# Bayreuth



## The Conte (May 31, 2015)

Did anybody go to Bayreuth this year? What did you see? What did you think?

Are you planning on going to Bayreuth next year, what are you hoping to see?

N.


----------



## Don Fatale (Aug 31, 2009)

Just received the 2018 schedule and booking form. Might try for Meistersinger and something else. Alas finances currently under strain.

Bayreuth is the most glaring omission in my opera travels. I really need to sort it out.


----------



## interestedin (Jan 10, 2016)

The Conte said:


> Did anybody go to Bayreuth this year?


Yes.



The Conte said:


> What did you see?


The first act of Tristan, then I closed my eyes for most of the time. Didn't like K. Wagner's ideas.



The Conte said:


> What did you think?


Outstanding conducting, very fine orchestra, amazing acoustics.



The Conte said:


> Are you planning on going to Bayreuth next year, what are you hoping to see?


Depending on time and money available, Parsifal.


----------



## The Conte (May 31, 2015)

I was fortunate enough to see a Ring cycle this year and I know it's highly unlikely, but I would love to get tickets for next year's Lohengrin.

N.


----------



## DavidA (Dec 14, 2012)

I cannot see why anyone would want to go to Bayreuth atm and see the half-baked regietheatre that goes on there.


----------



## mountmccabe (May 1, 2013)

I did not go this year, and won't be able to go in 2018, but I hope to make the trip with the next few years.


----------



## Morton (Nov 13, 2016)

This my third consecutive year of trying for tickets for Parsifal at Bayreuth so I am hoping it's going to be third time lucky.
As for why I would want to go, I’m 62 now so if I want to hear Parsifal in the acoustic it was written for I better get a move on.


----------



## SiegendesLicht (Mar 4, 2012)

The Conte said:


> Did anybody go to Bayreuth this year?


I did. The 5th of August was my day, to be precise.



> What did you see?


Parsifal, in the staging of Uwe Eric Laufenberg.



> What did you think?


It was a day I hope not to forget as long as I live. Full review here: http://www.talkclassical.com/5564-latest-concerts-73.html#post1291509 - sorry for the horrible language, but it was one of those moments where writing about music really seems like dancing about architecture.
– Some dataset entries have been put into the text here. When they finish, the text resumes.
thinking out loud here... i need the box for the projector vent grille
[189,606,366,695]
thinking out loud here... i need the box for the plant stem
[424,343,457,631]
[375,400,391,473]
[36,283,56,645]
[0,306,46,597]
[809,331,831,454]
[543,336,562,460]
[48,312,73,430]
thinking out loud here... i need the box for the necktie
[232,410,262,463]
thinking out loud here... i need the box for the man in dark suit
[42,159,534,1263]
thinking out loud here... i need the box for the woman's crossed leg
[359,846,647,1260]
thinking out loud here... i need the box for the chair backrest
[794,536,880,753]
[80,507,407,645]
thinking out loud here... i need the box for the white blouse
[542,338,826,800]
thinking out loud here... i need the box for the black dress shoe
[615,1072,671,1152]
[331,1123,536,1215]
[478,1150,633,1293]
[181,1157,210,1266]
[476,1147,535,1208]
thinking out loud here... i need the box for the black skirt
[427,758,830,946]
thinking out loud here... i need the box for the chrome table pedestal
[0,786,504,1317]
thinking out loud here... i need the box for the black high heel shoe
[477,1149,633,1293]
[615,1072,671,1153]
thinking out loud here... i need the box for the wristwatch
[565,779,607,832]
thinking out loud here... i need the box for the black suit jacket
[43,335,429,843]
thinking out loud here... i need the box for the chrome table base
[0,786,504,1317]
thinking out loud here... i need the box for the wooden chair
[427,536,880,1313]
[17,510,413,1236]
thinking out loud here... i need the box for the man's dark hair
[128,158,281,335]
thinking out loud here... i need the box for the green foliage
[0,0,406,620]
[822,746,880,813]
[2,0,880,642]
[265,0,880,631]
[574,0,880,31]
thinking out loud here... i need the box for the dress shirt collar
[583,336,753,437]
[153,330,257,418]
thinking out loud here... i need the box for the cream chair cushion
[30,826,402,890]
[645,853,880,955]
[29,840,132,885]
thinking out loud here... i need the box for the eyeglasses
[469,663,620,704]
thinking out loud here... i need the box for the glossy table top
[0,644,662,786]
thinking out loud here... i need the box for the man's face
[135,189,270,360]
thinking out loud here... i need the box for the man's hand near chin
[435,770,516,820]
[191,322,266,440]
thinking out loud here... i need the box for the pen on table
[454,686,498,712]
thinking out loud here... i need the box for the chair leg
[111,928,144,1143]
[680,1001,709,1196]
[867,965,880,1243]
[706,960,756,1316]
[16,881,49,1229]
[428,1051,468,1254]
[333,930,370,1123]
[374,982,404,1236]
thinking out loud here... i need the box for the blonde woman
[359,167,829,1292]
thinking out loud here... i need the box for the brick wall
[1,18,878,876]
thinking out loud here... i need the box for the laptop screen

> Are you planning on going to Bayreuth next year, what are you hoping to see?


I am not counting on it. Experiences like this one are supposed to be one-in-a-lifetime.


----------



## The Conte (May 31, 2015)

Morton said:


> This my third consecutive year of trying for tickets for Parsifal at Bayreuth so I am hoping it's going to be third time lucky.
> As for why I would want to go, I'm 62 now so if I want to hear Parsifal in the acoustic it was written for I better get a move on.


Once you get to go you won't be disappointed, the current production of Parsifal isn't that bad, I saw it last season.

N.


----------



## Bonetan (Dec 22, 2016)

DavidA said:


> I cannot see why anyone would want to go to Bayreuth atm and see the half-baked regietheatre that goes on there.


I understand what you mean, but I think experiencing the world's best Wagner singers singing in the ideal acoustic for the repertoire would make it worth it for me, regardless of the staging. I hope I somehow get to go in 2018. Miracles happen sometimes lol


----------



## Granate (Jun 25, 2016)

DavidA said:


> I cannot see why anyone would want to go to Bayreuth atm and see the half-baked regietheatre that goes on there.









































2010s Bayreuth starter kit


----------



## DavidA (Dec 14, 2012)

Granate said:


> 2010s Bayreuth starter kit


I assume the final photo kit is for the performance!


----------



## Couchie (Dec 9, 2010)

See Lohengrin! Waltraud Meier is singing Ortrud in 2018, her first time returning in 18 years.


----------



## Pugg (Aug 8, 2014)

Granate said:


> 2010s Bayreuth starter kit


Such a classy member.......


----------



## The Conte (May 31, 2015)

Couchie said:


> See Lohengrin! Waltraud Meier is singing Ortrud in 2018, her first time returning in 18 years.


YES! (This lucky monkey has a ticket for the second performance of Lohengrin.)

I'm also gearing up for a visit to Pesaro, so a summer of opera beckons!

N.


----------



## The Conte (May 31, 2015)

Granate said:


> 2010s Bayreuth starter kit


I wish the cute guy at the end had come in my Bayreuth starter kit...

N.


----------